Vor diesem Hintergrund, dem Frauen namentlich früherer Generationen zweifellos häufiger als Männer ausgesetzt waren, Angehörige der Unterschicht sicherlich auch stärker als Mittelschichtkinder – vor diesem Hintergrund können wir den selbst-losen Kommunikationsstil verstehen:
Charakteristisch ist die Aufwertung des anderen und die Abwertung des Selbst. «Maßgeblich bist DU!», lautet die Beziehungsbotschaft , verbunden mit der Bereitschaft, die starken und guten Seiten des anderen zu würdigen, hingegen seine schwachen und fehlerhaften Seiten zu übersehen, zu bagatellisieren und zu entschuldigen.
Die Selbstkundgabe dagegen lautet «Ich bin unwichtig!», im Extrem sogar «Ich bin nichts!», wodurch er sich ständig klein macht und entwertet. Dies kann durchaus wortwörtlich geschehen, etwa durch selbstabwertende Präambeln wie
«Ich weiß, das ist eine dumme Frage, aber ich wollte mich nur mal erkundigen …»

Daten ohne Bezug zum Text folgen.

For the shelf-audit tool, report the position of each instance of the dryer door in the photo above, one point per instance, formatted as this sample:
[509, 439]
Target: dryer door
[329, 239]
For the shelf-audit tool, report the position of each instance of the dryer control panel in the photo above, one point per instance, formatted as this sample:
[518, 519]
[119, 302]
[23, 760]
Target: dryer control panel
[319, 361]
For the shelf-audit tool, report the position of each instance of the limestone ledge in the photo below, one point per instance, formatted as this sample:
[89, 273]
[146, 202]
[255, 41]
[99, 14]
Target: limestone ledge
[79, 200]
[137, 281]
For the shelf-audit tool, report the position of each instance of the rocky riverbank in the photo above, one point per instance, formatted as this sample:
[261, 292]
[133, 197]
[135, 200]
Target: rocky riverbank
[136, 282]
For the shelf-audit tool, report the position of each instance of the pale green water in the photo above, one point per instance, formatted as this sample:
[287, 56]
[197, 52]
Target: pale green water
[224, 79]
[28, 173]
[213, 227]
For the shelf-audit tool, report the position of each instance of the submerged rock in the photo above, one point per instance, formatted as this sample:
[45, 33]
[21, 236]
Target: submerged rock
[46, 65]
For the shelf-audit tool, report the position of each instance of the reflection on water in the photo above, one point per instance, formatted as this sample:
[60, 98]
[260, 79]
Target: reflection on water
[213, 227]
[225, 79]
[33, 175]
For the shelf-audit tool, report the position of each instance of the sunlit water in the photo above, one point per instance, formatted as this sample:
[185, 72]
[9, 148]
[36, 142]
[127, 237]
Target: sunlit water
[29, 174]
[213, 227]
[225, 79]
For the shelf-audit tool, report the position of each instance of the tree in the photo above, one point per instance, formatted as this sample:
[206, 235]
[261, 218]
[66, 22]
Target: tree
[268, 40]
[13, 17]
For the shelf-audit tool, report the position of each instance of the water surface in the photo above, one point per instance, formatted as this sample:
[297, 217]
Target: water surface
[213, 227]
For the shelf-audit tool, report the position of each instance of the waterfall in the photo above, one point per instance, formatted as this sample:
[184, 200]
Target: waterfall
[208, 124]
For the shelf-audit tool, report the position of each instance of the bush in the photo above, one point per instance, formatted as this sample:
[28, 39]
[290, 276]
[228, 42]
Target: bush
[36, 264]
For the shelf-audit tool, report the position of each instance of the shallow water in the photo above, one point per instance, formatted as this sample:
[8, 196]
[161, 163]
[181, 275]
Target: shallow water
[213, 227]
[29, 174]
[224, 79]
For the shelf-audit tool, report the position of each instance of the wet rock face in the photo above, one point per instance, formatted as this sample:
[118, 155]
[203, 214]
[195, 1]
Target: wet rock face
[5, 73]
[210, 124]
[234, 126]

«Leider bin ich schrecklich ungebildet …»
«Bestimmt bin ich Ihnen schon die ganze Zeit lästig – es tut mir leid, dass ich Ihre kostbare Zeit mit diesen unwichtigen Dingen stehle …»
und wenn der andere widerspricht, dann ist dies selbstverständlich nur ein Ausdruck seiner bewundernswerten Höflichkeit … Thomann (1985) hat diese Tendenz zur Selbstentwertung durch das folgende Bild sinnfällig gemacht:
Abb. 18:
Selbstentwertung (Zeichnung von Saul Steinberg)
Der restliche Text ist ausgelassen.